EN DIFERIDO. Noche de Fin de Año (NEW YEAR’S EVE)

Garry Marshall (Pretty Woman, Runaway Bride), supera con creces lo que venía siendo un cúmulo de despropósitos cinematográficos. Si el petardo de  Valentine’s Day ofrecía un intento vano de imitar Love Actually, sin gracia, sin esmero y  sin sustancia, Noche de Fin de Año supone el más difícil todavía. Es decir, rellenar un metraje excesivamente largo de secuencias insípidas, previsibles y carentes de gracia o emoción. Y eso que le ponen ganas al tema. Mucha música, horrorosa por cierto, medio Hollywood en el reparto (algunos ganadores de Oscars), un escenario siempre fascinante como es Nueva York o un intento de relacionar personajes entre si sin compartir un solo plano. El resultado, terrible. Solo deseas que acabe la película y la consecución de numeritos que pretenden darle gracia a la trama y que son burdos y mal interpretados.

Garry Marshall pretende de nuevo tras Valentine’s Day seguir la estela del éxito que supuso Love Actually. Pero aquello funcionó y esto no. Existen muchas diferencias y podrían ser enumeradas, pero me debato entre nombrar a los intérpretes de esta bazofia o discernir el por qué del abismo que separa ambas películas.

Por lo pronto me decanto por los intérpretes. Son muchos, no, muchísimos. Michelle Pfeiffer (terrible y molesta como mujer deprimida), Halle Berry, Jessica Biel, Jon Bon Jovi, Abigail Breslin, Robert De Niro (¿en qué estaría pensando al aceptar el papel?), Josh Duhamel, Zac Efron, Hector Elizondo (habitual en las películas de Marshall), Katherine Heigl, Ashton Kutcher, Lea Michele, Sarah Jessica Parker, Hillary Swank o Sofía Vergara (degradando su origen con lo alto que lo había dejado en Modern Family). Y que conste que me dejo algunos.
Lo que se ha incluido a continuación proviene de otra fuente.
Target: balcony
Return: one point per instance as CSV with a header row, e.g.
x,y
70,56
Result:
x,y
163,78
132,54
Por ejemplo, ver de manera fugaz en una secuencia a Alyssa Milano, como una enfermera que podría haber sido interpretada por un extra perfectamente. Hasta en eso es cargante la película.

Las historias que Marshall deseaba cruzar, no tienen el fuelle suficiente para engancharte y el velo romántico que cubre el metraje me induce a recordar un video clip ochentero.

Y a sabiendas de lo iconoclastas que son por aquellas tierras a falta de una historia rica en extensión y contenido, sigo sin entender el simbolismo de una bola que cae. Los norteamericanos son muy dados a realzar hasta altares deshonestos, costumbres y particularidades de su cultura ( lo cual me parece fantástico), pero en este caso, la bola, la dichosa bola, acaba por sacarme de quicio, deseando que baje y con ello que acaben las historias.

Pero por si la película no era suficiente, el director te reserva unas tomas falsas “falsas” que elevan las de Toy Story al hiper realismo.

Y siento ser tan dura, pero me indigna pensar en las cantidades de dinero que habrán sido empleadas para realizar esta película ( sólo viendo el reparto)  con tan pocas ganas. No hay esfuerzo, ni en la dirección ni en la interpretación. Y tengo una especial mención para Michelle Pfeiffer y Jon Bon Jovi. La primera por caerme gorda desde el primer momento y el segundo por dar una pereza terrible intentando interpretar. Que siga cantando por favor.